Taking CalcPlot3D to the Next Dimension: Creating 3D-Printed Learning Materials
Project team: Paul Seeburger, Stepan Paul, Deborah Moore-Russo, Shelby Stanhope
URLs:
CalcPlot3D is a free online 3D graphing app designed to enhance the teaching and learning of multivariable calculus. In addition to facilitating the visual exploration of multivariable calculus concepts, this tool also can be used to create STL files of surfaces and curves to 3D print. The main purpose of the current collaborative research project is to help students develop a deeper understanding of multivariable calculus concepts through the development of hands-on, physical 3D explorations using guided learning activities and innovative, pedagogically-designed 3D-printed surfaces and solids. Some of these learning activities start by exploring the concepts on 3D-printed surfaces and eventually connect students to the corresponding objects and concepts in CalcPlot3D to extend their understanding through hands-on engagement.

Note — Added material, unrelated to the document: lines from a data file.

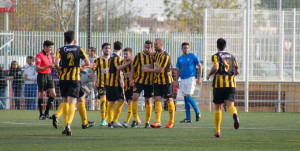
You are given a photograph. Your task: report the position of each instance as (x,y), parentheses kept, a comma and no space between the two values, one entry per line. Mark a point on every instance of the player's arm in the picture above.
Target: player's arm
(215,67)
(199,74)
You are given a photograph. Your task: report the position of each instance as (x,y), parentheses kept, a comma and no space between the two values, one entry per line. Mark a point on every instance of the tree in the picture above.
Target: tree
(190,12)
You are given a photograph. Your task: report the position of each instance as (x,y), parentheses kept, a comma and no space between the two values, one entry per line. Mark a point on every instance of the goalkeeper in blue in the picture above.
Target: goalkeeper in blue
(186,69)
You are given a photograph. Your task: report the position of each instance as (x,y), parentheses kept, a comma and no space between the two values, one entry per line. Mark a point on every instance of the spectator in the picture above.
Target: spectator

AIMath.org 2025 Workshop on Open Educational Resources
Project team: Violeta Vasilevska, Veronika Furst, Lon Mitchell, Shahla Nasserasr
This team will be hosting an OER workshop sponsored by the American Institute of Mathematics in Spring/Summer 2025. The intended audience of this workshop is faculty (like us) who are interested in adopting, curating, and customizing existing open educational resources. The focus of the workshop will be learning how to use the PROSE Open-Source Ecosystem: the open-source language PreTeXt, the Learning Engineering Analytics Portal Runestone, the open-source online homework system WeBWorK, and the open data-driven educational technology platform Doenet. Learning this complex ecosystem will provide faculty with state-of-the-art technology to create and curate OERs in STEM education, in such a way that meets ADA accessibility requirements. Our overarching goals for the AIM workshop are to empower faculty previously intimidated by OER-related technological hurdles; aid faculty in communicating OER objectives; and broaden participation in the OER movement, especially focusing on historically underserved students.